PEP 639: Improving license clarity with better package metadata

Yes! that would be much welcomed!

There is something that I may want to address which may be to change slightly the way we would use the License field. The suggestion I got from @thatch would be to simply prefix the license expression string with spdx: such as in spdx: Apache-2.0 OR BSD-3-Clause to signal that the License field contains an expression that could then be strictly validated. This would address some of the concerns raised about reusing the License field for expressions and the fact that it would not be known if the field can be validated strictly or not.

@pf_moore @brettcannon feedback welcomed on this refinement!

That sounds like a good change. Explicit configuration is always better than implicit configuration (or behavior) :slight_smile:

1 Like

At the risk of throwing an accelerant on this pile of embers…

Would it be in scope for this PEP to address the situation where the license expression for a wheel must be different from the expression for the sdist?

This isn’t an issue for any pure-Python packages, but any wheel constructed from a package which contains non-Python code will almost certainly include binary code derived from sources outside of the Python package. While it’s quite likely that the code in question is freely distributable, it will often not be distributed under the same license(s) as the source code in the sdist.

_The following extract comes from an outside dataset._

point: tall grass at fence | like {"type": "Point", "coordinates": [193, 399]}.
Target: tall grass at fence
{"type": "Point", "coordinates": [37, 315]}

There are some obvious examples on pypi.org already; PyTorch being one, as the wheels available from pypi.org contain CUDA-related code from NVIDIA, which is not even open source code :slight_smile: It is freely distributable and so the producers of those wheels are not violating any licenses, but the consumers of those wheels are being given a incorrect license declaration if they are relying on the declaration in the sdist (as copied over into the wheel).

@kpfleming that an issue alright

I recall entering these related tickets a long time ago on numpy and scipy:

I think that for now we should likely clarify (in doc for now) what is the scope of the license: sdist or built wheel.
I tend to feel that the license expression should be that of the built package and not that of only the source code if there is more than meets the eye.
BUT on the other hand the set of code baked in a binary today may not be the same as the set baked in tomorrow or may vary based on the local setup (such as using GCC vs. clang or glibc vs. musl, etc.) so it becomes rather difficult in some corner cases.

The case of pytorch is a rather unique one though I feel like they would need to err towards documenting the built binary rather than just the sources.

I think that’s out of scope. You not only would need a way to specify the license of the source separate from the wheel, but you would have to do it per wheel (e.g. CUDA versus non-CUDA wheels of PyTorch). PyPI doesn’t even provide a way to expose that information, let alone having a way to have your build tool of choice let you say what license should be set for your built wheel.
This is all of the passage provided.